Vercelにデプロイした場合、これらの画像最適化を行うために、Vercelに組み込まれている画像最適化機能を自動で使用するようになっています。(他の環境にデプロイする場合は、カスタムローダーの定義などが必要になるそうです。)
これに加え、ローカル画像とリモート画像のそれぞれについて、最適化後の画像はVercelが自動でキャッシュを保存してくれるようになっています。(詳しくはこちら → Image Optimization with Vercel)

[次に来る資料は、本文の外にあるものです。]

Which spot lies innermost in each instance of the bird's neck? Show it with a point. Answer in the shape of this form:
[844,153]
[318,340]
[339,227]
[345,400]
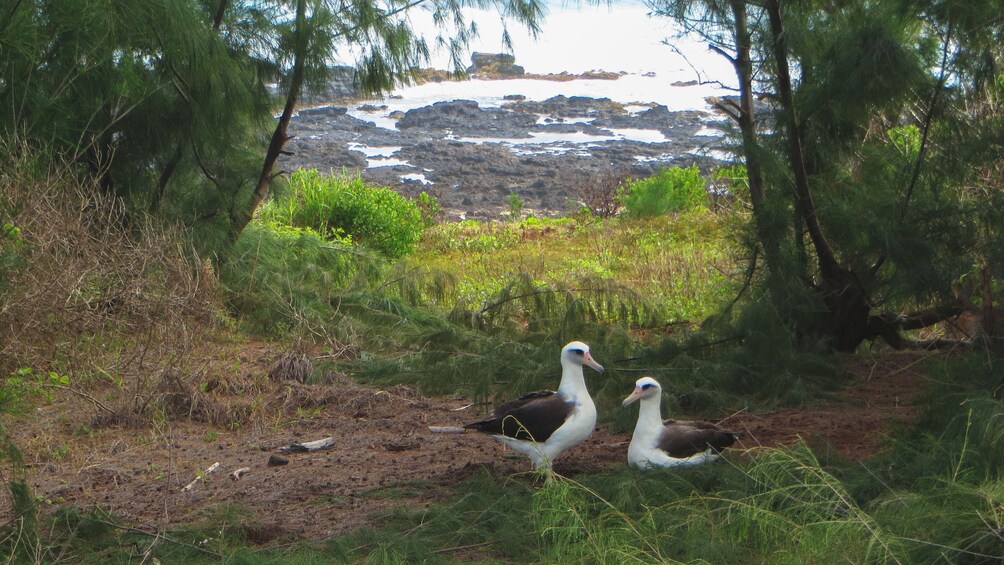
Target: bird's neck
[572,380]
[650,414]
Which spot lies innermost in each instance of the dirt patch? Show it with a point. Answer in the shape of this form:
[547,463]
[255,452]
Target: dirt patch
[385,455]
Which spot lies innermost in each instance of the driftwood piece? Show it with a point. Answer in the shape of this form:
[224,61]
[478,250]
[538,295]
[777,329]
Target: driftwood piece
[447,430]
[202,476]
[275,461]
[309,446]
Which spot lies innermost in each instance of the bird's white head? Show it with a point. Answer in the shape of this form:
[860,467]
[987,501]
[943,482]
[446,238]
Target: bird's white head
[577,353]
[645,387]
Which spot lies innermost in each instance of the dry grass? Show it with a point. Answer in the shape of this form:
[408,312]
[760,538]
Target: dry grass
[90,268]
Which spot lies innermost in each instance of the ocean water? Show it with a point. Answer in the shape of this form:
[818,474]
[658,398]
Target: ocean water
[657,65]
[578,37]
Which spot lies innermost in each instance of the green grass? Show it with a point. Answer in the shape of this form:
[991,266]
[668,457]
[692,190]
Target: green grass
[679,264]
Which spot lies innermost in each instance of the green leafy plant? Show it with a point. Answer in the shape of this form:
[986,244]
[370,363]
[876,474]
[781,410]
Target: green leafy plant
[346,208]
[515,207]
[430,208]
[671,190]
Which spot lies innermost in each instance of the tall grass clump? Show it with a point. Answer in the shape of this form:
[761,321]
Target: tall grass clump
[343,207]
[279,277]
[671,190]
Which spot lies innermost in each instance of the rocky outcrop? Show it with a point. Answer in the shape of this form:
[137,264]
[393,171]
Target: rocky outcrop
[495,65]
[465,117]
[475,179]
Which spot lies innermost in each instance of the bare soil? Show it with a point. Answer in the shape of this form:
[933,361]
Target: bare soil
[385,454]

これらの機能により、より高速なページの読み込みが実現できるようになっているとのことです。
使用量の制限
便利な機能なので積極的に使いたいところですが、Vercelではプランごとに最適化できる画像の枚数に制限が設けられています。
無料プラン(Hobby plan)の場合は月1000枚まで(2024/10/20現在)となっており(参考: Limits and Pricing for Image Optimization)、それを超えたImageコンポーネントの画像は以下のように表示されなくなってしまいます。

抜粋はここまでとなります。